"Sırf saçı için severdim bu kızı" dedi şair Pınar Vardar Sayı:
85 - Temmuz / Eylül 2015
Kadın bir resim gösterdi şaire; “Sırf saçı için severdim bu kızı” dedi şair.
Ne zaman kıraç topraklara yüzünü sürse, buhranlı seraplar görmeye başlardı kadın. Kapkara bir bulutun başucunda peydahladığını, kör kuyularda can teslim ettiğini görürdü.
Ölüm, dağların başında uğuldarken, gelincikler açıyordu uçurum diplerinde. Donuk mavi oyuklar vardı sarp yamaçlarında. Bir dokunsa nalân gözeneklerine, un ufak dökülecekti eteğine şahikasından.
Güneşe yüzünü döndü kadın. Aydınlandı renk renk. Ferahladı yüreği. Türküler çığırdı bileklerini oynatarak. Durdu sonra, diz çöktü. İki eliyle münkesir toprağı avuçlayıp, “Taşlarla bölünmüş gölgem için sever misin beni?” dedi şaire.
Sabah selâlarını dinler gibi dinlemişti şair türküleri. Bahçede yeşil çınarın inlemelerini dinlemişti. Seher vakti kollarında asılan kızların kara sevda çığlıklarını. Başucunda mecnuna dönen oğlanları görmüştü mecalsiz. Mecalsiz kaldı şair. “Boz toprakta parıldayan, al gölgen için severdim seni” dedi.
Güneş, alev sıcaklığını bıraktı dalgalı sarı tepelere. Develerin çıngırak sesleri yayıldı bin mızrak öteye. Şairin harap vahalarını geçiyordu kadın. Gözyaşları, kum tanelerinin arasında kayboldu. Aradı el yordamı, bulmalıydı. Her tanenin bir adı vardı. Çığırdı. Gezgin, sahra, kum, soğuk, fırtına...

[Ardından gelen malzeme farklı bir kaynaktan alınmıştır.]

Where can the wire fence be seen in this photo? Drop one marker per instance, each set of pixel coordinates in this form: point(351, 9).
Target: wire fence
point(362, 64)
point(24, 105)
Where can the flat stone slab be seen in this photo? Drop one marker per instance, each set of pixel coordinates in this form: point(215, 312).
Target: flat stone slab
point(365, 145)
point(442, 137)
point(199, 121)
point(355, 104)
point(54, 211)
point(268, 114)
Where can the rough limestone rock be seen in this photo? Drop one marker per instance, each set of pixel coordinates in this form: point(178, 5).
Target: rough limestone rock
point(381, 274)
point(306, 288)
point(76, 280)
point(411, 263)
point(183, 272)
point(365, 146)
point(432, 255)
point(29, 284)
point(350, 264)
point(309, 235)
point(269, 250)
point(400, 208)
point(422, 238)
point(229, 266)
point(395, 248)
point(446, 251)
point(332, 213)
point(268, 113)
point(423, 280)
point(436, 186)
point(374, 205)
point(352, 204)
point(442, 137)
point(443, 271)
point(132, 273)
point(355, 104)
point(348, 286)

Kurak ve gevşek sarı kum tepelerinde dizine kadar gömülüyordu kervanlar, dizine kadar gömülüyordu kadın. Siyah feracesi toz beyaz olmuştu, yüreği toz beyaz. Şairin, beklemeden gittiğini gördü. Lâ’l oldu yüreği. Lâ’l oldu bedeni kuru sıcakta. İşitmeyeceğini bile bile seslendi ardı sıra. “İçimin vahaları için sev beni. Sev beni…”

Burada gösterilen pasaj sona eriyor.